For the first time, Food and Drug Administration has officially authorized a facility in North Carolina to begin producing a new, antibiotic-free influenza vaccine within the United States.
The announcement was made by Swiss pharmaceutical company Novartis, which will be operating the plant in Holly Springs, North Carolina. As noted in a press release, the operation will be the first of its kind in the US. Now that it’s been cleared by the FDA, the facility will be able to move forward with plans to manufacture seasonal cell-culture influenza vaccines.
Additionally, the plant will also have the capability of quickly ramping up vaccine production in the event of a pandemic.
Cited as a significant breakthrough for immunization efforts, cell-culture technology allows scientists to develop vaccines by growing them inside mammalian cells. Traditionally, flu vaccines have been grown inside chicken eggs.
"Cell-culture technology is the first major advancement in influenza vaccine production in the US in more than 40 years. We are proud to be at the forefront of this innovation, which will allow us to deliver on our public health and health security commitments," said Andrin Oswald of Novartis Vaccines in a press release.
"With this award-winning, state-of-the-art facility, we will be able to not only offer US consumers an antibiotic- and preservative-free alternative for the yearly seasonal flu vaccination, but also be better prepared for future pandemic threats."
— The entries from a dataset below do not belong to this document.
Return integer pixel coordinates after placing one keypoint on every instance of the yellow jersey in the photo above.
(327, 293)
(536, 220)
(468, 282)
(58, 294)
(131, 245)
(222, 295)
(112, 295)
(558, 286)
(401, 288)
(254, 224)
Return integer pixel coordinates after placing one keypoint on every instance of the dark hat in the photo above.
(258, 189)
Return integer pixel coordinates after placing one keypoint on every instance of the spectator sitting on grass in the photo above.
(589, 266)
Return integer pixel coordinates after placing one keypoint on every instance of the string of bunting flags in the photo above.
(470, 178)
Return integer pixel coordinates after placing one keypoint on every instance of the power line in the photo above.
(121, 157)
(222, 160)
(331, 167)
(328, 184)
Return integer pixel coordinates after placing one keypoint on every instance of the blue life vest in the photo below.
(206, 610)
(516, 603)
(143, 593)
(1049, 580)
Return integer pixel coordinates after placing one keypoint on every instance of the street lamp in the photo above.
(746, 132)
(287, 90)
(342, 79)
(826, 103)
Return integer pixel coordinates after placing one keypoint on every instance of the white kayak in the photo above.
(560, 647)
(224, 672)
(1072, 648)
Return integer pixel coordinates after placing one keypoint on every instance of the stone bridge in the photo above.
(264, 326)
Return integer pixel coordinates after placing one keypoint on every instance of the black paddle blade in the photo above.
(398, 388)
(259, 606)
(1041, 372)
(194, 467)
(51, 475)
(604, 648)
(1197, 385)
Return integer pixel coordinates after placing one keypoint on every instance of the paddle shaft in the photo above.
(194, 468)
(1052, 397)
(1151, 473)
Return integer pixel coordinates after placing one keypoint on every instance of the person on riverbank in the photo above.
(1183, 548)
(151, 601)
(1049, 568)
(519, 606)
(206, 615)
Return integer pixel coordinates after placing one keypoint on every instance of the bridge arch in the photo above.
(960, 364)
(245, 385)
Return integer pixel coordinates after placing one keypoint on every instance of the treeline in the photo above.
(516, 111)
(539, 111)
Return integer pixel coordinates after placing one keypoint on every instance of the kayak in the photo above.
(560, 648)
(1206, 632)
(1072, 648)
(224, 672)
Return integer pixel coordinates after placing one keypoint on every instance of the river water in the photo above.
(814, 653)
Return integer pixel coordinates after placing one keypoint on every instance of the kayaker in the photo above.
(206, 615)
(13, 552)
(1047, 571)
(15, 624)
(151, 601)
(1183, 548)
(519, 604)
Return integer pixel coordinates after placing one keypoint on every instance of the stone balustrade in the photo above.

Since the production of cell-based vaccines is also more flexible than the typical flu shot, the Novartis facility should also be able to quickly adapt in case of a pandemic. The facility can reportedly develop 150 million doses of a vaccine within six months of a pandemic.
Specifically, the North Carolina-based plant will be manufacturing the cell-based Flucelvax vaccine, which contains zero antibiotics and zero preservatives. Although cell-culture technology has been used to create other vaccines in the past – polio and rubella shots, for example – Flucelvas was the first kind approved by the FDA to combat the flu
According to the University of Minnesota’s Center for Infectious Disease Research and Policy, Flucelvas made its US debut during the 2013-2014 flu season, but was manufactured in Germany due to lack of FDA approval. The vaccine has been in development since 2006, and the construction of the Holly Springs plant is the result of collaboration between the Department of Health and Human Services, which invested almost $500 million, and Novartis.